Si usted vio este martes en Zamora a una docena de personas vestidas como si acabasen de estrenar el siglo XX, no se inquiete: todavía no se han inventado los viajes en el tiempo. O eso creemos. Eso sí, es bastante improbable que se tope tan de cerca con gente que conozca de una manera así de precisa las costumbres del periodo 1898-1920, la horquilla temporal en la que se enmarca un movimiento modernista que personas como Juan de Dios López han convertido en su pasión.
Este hombre, procedente de Barcelona, forma parte de la asociación de amigos del modernismo de Alcoy que ha acudido a Zamora para ver de cerca el legado arquitectónico y cultural que se conserva en la ciudad de aquella etapa. Tanto él como sus compañeros hicieron una visita este 3 de febrero por los lugares más representativos del municipio para ampliar su visión sobre aquella corriente. Y salieron a la calle con los ropajes de la época.

«La arquitectura es la fachada de un movimiento con un interior muy vivo», advierte Juan de Dios López, que cita a personajes referenciales como Antoni Gaudí, y también a otros de impacto local, como tuvo Francesc Ferriol en Zamora. El arquitecto catalán, que trabajó en la ciudad a partir de 1908, fue el encargado de diseñar obras como la Casa de Gregorio Prada; parte del legado que los visitantes especializados pudieron disfrutar en la ruta guiada que realizaron con las explicaciones de Beatriz Barrio.

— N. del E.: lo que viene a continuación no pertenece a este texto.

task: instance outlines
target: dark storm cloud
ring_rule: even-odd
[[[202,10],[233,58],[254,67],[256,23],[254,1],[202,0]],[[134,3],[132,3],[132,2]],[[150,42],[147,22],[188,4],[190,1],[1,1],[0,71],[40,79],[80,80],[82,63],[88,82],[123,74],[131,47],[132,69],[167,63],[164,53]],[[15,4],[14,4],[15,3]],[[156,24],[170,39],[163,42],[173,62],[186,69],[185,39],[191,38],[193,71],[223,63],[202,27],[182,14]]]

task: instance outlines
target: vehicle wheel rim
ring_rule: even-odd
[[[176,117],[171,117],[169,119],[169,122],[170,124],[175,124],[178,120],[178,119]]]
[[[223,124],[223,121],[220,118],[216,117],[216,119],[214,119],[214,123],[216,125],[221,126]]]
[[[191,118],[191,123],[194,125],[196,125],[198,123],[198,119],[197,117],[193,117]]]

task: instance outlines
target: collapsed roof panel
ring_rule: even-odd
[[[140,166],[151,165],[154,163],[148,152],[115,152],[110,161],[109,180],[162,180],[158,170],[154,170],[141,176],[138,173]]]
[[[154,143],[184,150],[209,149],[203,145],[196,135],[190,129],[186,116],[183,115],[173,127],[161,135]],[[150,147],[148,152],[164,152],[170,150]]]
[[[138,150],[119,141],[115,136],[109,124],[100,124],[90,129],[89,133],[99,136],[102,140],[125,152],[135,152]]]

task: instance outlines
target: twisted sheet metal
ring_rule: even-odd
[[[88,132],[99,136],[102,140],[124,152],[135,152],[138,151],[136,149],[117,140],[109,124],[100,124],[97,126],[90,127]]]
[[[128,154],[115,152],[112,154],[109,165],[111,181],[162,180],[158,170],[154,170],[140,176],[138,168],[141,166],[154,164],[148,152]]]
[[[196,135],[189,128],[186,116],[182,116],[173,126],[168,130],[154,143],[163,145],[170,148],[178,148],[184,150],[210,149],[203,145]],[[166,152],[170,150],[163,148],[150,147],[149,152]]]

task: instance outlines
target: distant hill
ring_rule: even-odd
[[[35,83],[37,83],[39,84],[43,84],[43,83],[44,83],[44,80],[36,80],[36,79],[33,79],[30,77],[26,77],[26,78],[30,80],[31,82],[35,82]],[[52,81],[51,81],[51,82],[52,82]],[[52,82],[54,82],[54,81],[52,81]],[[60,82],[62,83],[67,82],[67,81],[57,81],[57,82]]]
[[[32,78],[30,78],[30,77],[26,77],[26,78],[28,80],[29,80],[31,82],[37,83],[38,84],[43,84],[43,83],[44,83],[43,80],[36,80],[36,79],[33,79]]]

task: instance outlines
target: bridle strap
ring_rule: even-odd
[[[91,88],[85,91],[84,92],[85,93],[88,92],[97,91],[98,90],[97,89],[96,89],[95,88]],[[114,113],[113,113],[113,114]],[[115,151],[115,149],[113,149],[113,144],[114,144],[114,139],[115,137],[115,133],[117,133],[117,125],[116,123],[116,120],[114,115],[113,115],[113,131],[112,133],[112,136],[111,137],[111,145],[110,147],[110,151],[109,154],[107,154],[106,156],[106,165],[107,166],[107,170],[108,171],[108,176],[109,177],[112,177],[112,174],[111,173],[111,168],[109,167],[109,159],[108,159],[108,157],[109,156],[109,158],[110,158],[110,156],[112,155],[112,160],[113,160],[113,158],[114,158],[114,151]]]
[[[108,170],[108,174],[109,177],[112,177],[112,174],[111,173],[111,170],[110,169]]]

El grupo organizó esta visita de forma privada y por placer, pero su amor por el modernismo les ha llevado ya a recibir llamadas para acudir a determinados eventos para dar lustre por encargo. No en vano, cuesta encontrar un colectivo que disponga de decenas de sombreros, zapatos y trajes de la época, como sucede con Juan de Dios López, que subraya que las citas de esta índole les salen cuando sus interlocutores «necesitan una recreación muy fiel».

Sin ir más lejos, este martes, el barcelonés salió a las calles de Zamora con un traje de más de cien años, un sombrero de 120 y un reloj más antiguo aún. «Estudiamos bien la época para conseguir la vestimenta. Las mujeres, incluso, se hacen los trajes en la actualidad, pero con los patrones antiguos. Intentamos llevar esto al máximo nivel», advierte López, que apunta que el grado de detalle llega incluso hasta las joyas, con «una serie de connotaciones muy específicas».
En cuanto a lo visto en Zamora, el grupo quedó impactado por la cercanía entre lo románico y lo modernista, una combinación no tan fácil de ver, según su experiencia. Ese bagaje del colectivo se incrementará con las próximas salidas previstas. Ya tienen llamadas para ir a Inglaterra o Alemania y participar en recreaciones en las que lucir «los trajes de primavera, verano, otoño e invierno, y de mañana, tarde y noche». «Es nuestra pasión», remacha López. Queda claro.